I met up with my mom yesterday while my girls were at Mother's Day Out. Johnny was snoozing away in the stroller as we walked through the mall. At one point, my mom looked down at Johnny and asked, "When you look at him now, what do you see?" I knew what she meant. She wanted to know if I saw him or if I saw the diagnosis.
When we learned about his diagnosis, I thought that I would never get used to "it". That I would never get used to the term, to the physical characteristics, to the whole package of this extra chromosome. Everything I read assured me that I would. Everyone I talked to assured me that I would come out on the other side ok with it all. I didn't believe them. I knew, academically, that I would love my child, but I honestly thought that with each physical feature that manifested, that I would look at my baby and feel my heart breaking. I thought that each time I glanced his way I would have a vision of his karyotype, a map of his chromosomes, looming over him. I thought that I would always be uneasy with his looks and that I would have to force myself as a mother to really see him. After all, I often had to make a conscious effort to look at other people I interacted with that have Down syndrome or some other physical "abnormality" and would give obligatory smiles then cast my gaze away because I felt uncomfortable. And some of that discomfort could be chalked up as honorable because I didn't want them to think I was staring in a rude way, but some of it was also a very real, human emotion of not knowing how to handle "different".
I think God very much protected my heart with Johnny in this way. For the first few weeks of his life, you really had to look for his diagnosis. His physical features weren't obvious right away. I loved taking him to places where people didn't know about his diagnosis to see if they would say anything. Other than comments about his muscle tone, nobody ever said anything. So God allowed the part of me that has a teeny, tiny shred of vanity to fall in love with the way my son looks first. So now instead of being blinded with his physical characteristics, I have to be conscious in my search for them. And sometimes I take a picture and think to myself "Oh, he really does have Down syndrome." But it is a lot like telling people about his diagnosis in general, I still sort of stumble over the words, but it gets less shocking each time. And there will probably still be times it hurts more than others, but it is easier more and more.

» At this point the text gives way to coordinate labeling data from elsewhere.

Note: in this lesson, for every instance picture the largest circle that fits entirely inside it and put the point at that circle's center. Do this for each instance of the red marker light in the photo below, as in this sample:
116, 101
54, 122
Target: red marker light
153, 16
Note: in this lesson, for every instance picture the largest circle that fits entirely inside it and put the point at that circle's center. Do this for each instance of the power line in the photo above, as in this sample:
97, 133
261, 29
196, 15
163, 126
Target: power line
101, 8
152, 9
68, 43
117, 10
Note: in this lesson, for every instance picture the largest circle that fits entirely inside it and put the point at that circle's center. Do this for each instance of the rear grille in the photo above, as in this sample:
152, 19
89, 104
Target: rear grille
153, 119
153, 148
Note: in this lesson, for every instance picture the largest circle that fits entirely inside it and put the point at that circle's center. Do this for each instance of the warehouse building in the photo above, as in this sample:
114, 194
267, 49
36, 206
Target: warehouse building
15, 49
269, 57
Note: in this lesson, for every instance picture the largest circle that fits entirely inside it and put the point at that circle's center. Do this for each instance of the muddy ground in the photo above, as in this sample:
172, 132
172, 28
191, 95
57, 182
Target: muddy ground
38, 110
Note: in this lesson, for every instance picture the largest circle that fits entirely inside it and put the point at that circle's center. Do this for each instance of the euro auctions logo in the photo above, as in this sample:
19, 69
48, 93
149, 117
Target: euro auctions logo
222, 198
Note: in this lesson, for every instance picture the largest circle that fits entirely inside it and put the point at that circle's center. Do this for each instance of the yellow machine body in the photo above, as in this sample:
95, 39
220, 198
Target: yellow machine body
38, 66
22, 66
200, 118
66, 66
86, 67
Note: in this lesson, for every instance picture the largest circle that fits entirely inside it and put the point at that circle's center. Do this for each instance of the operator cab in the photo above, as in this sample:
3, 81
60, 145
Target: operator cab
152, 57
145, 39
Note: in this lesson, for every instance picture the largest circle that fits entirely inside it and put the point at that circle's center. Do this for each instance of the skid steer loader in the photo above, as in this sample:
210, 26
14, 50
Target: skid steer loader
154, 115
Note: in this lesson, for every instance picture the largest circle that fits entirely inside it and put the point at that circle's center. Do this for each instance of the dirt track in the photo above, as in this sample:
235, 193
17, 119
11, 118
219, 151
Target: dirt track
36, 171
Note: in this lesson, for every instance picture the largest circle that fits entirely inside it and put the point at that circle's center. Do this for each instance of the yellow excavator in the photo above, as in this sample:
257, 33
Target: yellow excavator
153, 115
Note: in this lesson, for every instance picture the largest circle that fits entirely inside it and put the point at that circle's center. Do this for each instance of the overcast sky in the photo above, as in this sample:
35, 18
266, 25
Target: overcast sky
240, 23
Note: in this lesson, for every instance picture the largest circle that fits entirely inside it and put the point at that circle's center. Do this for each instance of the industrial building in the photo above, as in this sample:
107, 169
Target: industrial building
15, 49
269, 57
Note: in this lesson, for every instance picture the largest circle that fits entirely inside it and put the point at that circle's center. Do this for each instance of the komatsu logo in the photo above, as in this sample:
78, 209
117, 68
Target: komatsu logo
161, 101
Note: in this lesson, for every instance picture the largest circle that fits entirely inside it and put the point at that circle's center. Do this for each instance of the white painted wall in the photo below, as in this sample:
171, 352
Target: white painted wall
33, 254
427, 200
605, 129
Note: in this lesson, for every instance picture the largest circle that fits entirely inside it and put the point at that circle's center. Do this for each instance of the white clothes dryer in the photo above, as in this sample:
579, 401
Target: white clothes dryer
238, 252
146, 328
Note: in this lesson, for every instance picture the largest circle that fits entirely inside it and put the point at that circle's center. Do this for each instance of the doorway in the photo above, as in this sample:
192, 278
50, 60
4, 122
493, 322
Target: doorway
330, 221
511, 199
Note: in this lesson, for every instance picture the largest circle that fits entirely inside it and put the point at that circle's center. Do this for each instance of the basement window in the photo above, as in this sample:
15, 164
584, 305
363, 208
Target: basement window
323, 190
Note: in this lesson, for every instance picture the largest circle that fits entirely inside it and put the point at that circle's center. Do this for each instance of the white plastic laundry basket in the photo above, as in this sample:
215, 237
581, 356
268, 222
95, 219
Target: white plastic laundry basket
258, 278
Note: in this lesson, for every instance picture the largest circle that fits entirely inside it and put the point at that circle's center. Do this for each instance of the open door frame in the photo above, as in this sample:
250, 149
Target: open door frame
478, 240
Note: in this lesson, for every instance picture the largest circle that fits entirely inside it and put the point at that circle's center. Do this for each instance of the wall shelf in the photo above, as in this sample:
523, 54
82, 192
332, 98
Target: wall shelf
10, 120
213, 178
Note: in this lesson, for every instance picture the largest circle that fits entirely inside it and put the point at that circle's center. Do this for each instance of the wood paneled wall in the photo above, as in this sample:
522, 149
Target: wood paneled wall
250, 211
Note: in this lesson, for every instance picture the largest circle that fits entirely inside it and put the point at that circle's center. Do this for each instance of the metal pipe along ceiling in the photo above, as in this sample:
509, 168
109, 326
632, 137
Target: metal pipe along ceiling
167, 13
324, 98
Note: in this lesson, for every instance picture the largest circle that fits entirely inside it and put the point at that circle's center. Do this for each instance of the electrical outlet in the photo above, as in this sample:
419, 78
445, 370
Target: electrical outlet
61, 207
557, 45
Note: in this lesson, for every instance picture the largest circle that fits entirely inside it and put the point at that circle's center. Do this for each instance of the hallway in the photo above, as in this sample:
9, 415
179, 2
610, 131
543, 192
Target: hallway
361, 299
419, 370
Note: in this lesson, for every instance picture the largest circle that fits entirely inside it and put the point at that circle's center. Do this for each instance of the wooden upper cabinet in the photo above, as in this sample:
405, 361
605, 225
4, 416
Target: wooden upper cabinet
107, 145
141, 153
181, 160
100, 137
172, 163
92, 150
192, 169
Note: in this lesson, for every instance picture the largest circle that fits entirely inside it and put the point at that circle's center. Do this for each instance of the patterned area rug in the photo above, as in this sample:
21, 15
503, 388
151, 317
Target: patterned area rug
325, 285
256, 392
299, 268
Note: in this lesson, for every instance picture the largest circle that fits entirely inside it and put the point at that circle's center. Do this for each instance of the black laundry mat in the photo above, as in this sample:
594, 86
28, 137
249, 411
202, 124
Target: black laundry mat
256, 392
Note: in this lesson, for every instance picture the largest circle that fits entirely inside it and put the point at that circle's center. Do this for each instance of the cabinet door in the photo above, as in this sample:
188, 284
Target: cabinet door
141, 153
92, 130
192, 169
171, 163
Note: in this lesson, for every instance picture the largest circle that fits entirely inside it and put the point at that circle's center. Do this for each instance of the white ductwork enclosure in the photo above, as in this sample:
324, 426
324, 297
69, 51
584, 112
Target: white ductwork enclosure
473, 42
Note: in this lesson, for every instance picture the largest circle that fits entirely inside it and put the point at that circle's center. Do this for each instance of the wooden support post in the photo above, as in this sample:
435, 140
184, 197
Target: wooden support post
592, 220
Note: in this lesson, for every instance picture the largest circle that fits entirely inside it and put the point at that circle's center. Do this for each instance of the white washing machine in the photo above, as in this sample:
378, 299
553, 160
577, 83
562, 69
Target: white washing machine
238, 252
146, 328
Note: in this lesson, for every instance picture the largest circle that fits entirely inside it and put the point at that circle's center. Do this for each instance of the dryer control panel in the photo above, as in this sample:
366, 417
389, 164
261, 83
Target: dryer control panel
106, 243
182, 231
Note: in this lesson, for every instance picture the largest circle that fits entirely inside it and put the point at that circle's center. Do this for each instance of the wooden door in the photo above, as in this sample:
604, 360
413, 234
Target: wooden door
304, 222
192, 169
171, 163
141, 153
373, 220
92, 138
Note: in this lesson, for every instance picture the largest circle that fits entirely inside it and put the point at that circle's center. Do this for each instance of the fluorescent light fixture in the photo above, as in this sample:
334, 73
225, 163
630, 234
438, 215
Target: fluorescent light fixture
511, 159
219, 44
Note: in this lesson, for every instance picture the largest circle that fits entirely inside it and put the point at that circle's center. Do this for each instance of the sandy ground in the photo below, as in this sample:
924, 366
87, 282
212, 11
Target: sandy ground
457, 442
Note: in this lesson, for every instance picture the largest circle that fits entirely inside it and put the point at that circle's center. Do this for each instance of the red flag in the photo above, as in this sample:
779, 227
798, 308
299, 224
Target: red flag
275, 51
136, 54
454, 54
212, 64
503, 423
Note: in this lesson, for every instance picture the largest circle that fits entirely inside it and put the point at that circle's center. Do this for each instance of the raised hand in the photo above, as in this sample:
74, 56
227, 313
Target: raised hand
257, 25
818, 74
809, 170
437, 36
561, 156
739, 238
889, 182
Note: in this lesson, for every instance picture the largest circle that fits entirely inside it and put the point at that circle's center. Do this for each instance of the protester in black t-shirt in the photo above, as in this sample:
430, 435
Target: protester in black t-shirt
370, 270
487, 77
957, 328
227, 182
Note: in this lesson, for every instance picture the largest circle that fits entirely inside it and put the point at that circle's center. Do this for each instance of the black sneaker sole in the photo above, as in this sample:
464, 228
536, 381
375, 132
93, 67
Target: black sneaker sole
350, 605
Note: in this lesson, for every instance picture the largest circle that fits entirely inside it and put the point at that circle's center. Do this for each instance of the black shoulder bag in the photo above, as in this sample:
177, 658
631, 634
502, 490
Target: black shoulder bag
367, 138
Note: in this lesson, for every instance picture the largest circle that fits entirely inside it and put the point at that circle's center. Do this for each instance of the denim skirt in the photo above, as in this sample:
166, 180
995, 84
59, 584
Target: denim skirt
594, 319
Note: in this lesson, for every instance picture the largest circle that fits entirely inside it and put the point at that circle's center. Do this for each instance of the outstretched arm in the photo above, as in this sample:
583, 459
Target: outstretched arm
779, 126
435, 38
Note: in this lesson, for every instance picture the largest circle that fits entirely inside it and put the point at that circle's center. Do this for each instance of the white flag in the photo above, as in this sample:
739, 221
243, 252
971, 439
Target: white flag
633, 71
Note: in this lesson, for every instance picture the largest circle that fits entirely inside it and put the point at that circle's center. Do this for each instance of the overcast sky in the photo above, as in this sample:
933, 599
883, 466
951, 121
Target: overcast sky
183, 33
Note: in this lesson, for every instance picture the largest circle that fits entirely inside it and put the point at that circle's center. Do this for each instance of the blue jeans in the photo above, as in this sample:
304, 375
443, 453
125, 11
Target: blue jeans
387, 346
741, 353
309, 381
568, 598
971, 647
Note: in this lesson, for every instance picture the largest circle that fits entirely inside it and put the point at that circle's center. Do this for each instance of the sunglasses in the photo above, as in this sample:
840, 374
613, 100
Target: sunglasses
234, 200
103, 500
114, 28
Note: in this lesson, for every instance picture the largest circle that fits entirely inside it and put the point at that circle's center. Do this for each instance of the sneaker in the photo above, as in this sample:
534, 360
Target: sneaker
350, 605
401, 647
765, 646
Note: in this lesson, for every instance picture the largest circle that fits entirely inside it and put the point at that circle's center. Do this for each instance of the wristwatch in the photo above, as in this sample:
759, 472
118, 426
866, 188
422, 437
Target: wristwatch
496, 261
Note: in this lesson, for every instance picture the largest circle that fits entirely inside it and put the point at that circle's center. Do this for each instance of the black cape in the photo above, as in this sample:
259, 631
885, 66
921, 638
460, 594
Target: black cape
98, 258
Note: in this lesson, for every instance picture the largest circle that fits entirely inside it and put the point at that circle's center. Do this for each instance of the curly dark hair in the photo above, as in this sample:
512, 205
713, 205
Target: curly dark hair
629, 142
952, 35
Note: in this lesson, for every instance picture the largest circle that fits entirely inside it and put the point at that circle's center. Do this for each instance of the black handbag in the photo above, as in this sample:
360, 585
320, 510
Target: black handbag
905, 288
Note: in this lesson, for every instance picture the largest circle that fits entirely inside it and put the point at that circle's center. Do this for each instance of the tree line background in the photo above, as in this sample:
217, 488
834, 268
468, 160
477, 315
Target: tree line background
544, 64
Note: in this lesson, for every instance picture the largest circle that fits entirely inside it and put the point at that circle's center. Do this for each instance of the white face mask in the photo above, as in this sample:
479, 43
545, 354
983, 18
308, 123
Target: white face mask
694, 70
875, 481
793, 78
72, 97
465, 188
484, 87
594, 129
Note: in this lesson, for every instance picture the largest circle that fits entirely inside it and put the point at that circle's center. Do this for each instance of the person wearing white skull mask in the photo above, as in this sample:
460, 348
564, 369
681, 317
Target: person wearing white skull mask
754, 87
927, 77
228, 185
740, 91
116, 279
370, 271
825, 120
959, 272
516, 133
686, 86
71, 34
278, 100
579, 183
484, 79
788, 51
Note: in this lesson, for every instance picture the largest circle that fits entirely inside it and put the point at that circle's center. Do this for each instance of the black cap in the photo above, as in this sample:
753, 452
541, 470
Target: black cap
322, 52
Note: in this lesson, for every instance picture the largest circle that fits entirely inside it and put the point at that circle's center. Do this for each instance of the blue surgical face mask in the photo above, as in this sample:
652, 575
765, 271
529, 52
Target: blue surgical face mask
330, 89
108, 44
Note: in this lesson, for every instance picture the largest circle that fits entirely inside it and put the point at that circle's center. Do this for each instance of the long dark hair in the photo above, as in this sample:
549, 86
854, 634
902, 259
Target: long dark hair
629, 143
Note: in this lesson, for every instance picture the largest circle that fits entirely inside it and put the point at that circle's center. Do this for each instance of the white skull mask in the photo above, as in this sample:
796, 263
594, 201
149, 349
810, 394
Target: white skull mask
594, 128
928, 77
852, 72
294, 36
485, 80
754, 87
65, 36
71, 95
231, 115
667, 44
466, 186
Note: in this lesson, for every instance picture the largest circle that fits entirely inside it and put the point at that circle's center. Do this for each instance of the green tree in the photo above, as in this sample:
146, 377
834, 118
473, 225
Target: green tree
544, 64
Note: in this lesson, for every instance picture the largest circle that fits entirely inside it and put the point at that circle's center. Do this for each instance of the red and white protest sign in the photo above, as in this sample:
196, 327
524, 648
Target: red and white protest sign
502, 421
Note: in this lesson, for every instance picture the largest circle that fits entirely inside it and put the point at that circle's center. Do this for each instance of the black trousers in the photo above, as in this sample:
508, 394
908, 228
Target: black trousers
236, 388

In an amazing way, some of his physical characteristics have really seared their way into being such a crucial part of who he is. I visited with a friend last week who has two darling children who are part Chinese. After a short time, I told her, half embarrassed, but wanting to be honest, that as I was watching our kids play, it struck me "Hey, her kids have almond shaped eyes like Johnny". It made me happy to see part of him, a part that I fall deep into when he looks at me, reflected in someone else. I see Johnny spread his toes and notice the extra gap between his big toe and second toe and I want to tickle it (even with my feet issues). I hold "typical" baby boys, like our nephew Titus, and feel their strength and silently thank God for the extra snuggles and easy holding Johnny's low muscle tone means for me.
So I see it. I see the Down syndrome. I also see so much of my boy though. I see finger nails that need to be trimmed and spit up that needs to be wiped away. I see a cowlick that is developing above his baby bald spot. I see feet that are fattening up and rolls developing in all the best baby places. I see perfect little kissable spots in the thick of his neck. I see eyes that try to fool us between hazel and brown, smiles meant just for people he loves, and hands that reach out to touch our faces. It has all just become a part of Johnny, who he is, how he looks.
When my mom asked me what I saw, I smiled, heart soaring and said, "Right now, I see the diagnosis". I then stroked his sweet, sleeping head and that was that. It feels really good to be on this side.